O termo cyberpunk tem origem em um conto de Bruce Bethke de título análogo,

escrito em 1980. Segundo Fernandes (2006):

Depois de sofrer um ataque de hackers, Bethke decidiu escrever essa

história, e criou esse título numa tentativa consciente de inventar um

neologismo que exprimisse a justaposição de atitudes punk e alta

tecnologia. (p. 52-53)

 

Desse modo, com a ajuda de Gardner Dozois, que nos anos 80 era o editor da

revista americana de contos de Sci-fi Isaac Asimov Magazine, e do conto intitulado

Cyberpunk de Bethke, o termo cyberpunk entrou no imaginário coletivo.

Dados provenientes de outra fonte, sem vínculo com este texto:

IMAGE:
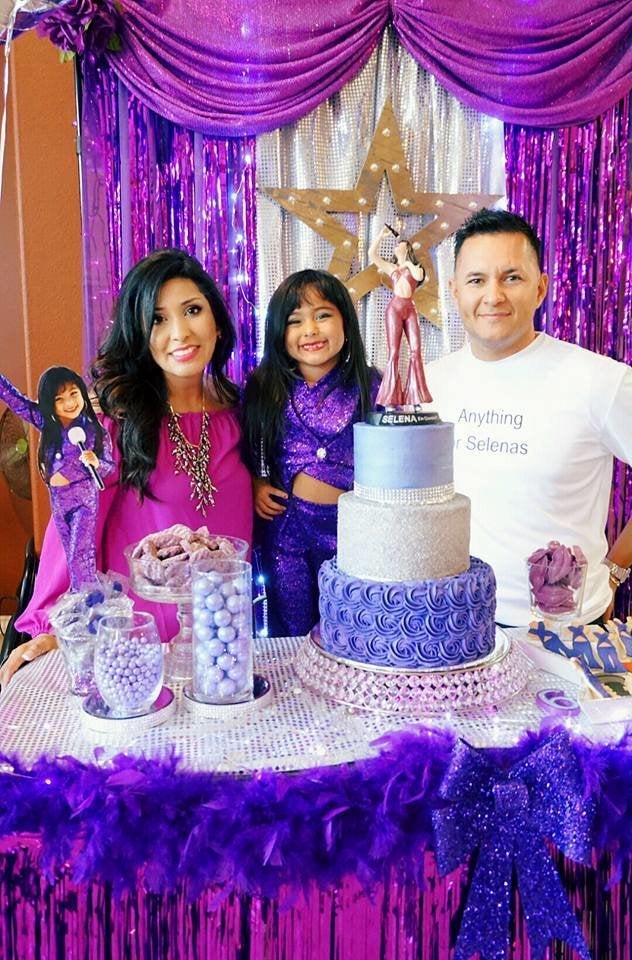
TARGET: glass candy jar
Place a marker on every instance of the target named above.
(128, 663)
(77, 650)
(222, 631)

Com o

intuito de combater a estagnação e a não repercussão da Sci-fi, um grupo de cinco

autores – Bruce Sterling, Rudy Rucker, Lewis Shiner, John Shirley e William Gibson

– se reuniram no final da década de 70 para criar o movimento cyberpunk.

2 comentários:

  1. Que legal que meu texto, mesmo tendo sido escrito em 2010 foi bem aproveitado em seu blog. Parabéns pela difusão do conhecimento. Grande abraço.